Ist danach für den Schadstoffparameter CSB der ermäßigte Abgabesatz des § 9 Abs. 5 Satz 1 AbwAG anzuwenden, gilt dies gemäß § 9 Abs. 5 Satz 2 AbwAG gleichermaßen für die Überwachungswerte für Pges und Nges.

Die Kostenentscheidung beruht auf §§ 154 Abs. 1, 155 Abs. 2 VwGO und berücksichtigt die teilweise Klagerücknahme im Verfahren erster Instanz und die insoweit rechtskräftige Kostenentscheidung des Verwaltungsgerichts. Der Ausspruch über die vorläufige Vollstreckbarkeit des Urteils folgt aus § 167 VwGO i.V.m. § 708 Nr. 10 ZPO.
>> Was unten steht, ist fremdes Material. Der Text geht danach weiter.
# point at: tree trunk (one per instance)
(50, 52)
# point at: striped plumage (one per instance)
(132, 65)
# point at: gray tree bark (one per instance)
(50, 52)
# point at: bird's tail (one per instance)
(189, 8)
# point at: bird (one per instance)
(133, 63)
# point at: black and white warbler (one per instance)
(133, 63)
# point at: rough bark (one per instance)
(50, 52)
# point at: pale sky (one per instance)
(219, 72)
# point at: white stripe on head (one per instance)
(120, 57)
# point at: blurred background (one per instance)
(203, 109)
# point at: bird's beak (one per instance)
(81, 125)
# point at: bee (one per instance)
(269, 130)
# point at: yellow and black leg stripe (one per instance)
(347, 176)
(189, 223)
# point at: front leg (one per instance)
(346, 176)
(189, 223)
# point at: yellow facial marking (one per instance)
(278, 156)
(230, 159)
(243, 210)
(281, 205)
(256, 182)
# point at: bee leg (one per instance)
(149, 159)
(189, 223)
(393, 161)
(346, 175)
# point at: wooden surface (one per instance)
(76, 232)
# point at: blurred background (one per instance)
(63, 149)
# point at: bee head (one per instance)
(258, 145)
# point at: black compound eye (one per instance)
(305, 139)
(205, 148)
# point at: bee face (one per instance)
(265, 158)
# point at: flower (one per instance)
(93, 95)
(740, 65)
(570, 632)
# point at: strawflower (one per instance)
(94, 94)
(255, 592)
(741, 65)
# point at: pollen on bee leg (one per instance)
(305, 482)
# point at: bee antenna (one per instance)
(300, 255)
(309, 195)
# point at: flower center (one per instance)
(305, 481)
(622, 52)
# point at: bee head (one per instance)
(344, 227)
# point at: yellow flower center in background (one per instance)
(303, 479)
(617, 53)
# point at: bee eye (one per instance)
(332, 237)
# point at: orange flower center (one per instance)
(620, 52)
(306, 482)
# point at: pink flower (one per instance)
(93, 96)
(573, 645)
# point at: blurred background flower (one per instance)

Die Revision ist nicht zuzulassen, da Gründe der in § 132 Abs. 2 VwGO genannten Art nicht vorliegen. Insbesondere betrifft die Rechtssache mit Blick auf die Neufassung des § 6 Abs. 2 der AbwV auslaufendes Recht.

Beschluss

1. Der Streitwert wird für das Verfahren erster Instanz bis zur teilweisen Klagerücknahme auf 12.443,62 € (24.337,60 DM) und für die Zeit danach sowie für das Berufungsverfahren auf 10.236,05 € (20.020,00 DM) festgesetzt (§§ 13, 14, 25 Abs. 2 GKG).

2. Die Hinzuziehung eines Bevollmächtigten für das Vorverfahren durch die Klägerin wird gemäß § 162 Abs. 2 Satz 2 VwGO für notwendig erklärt.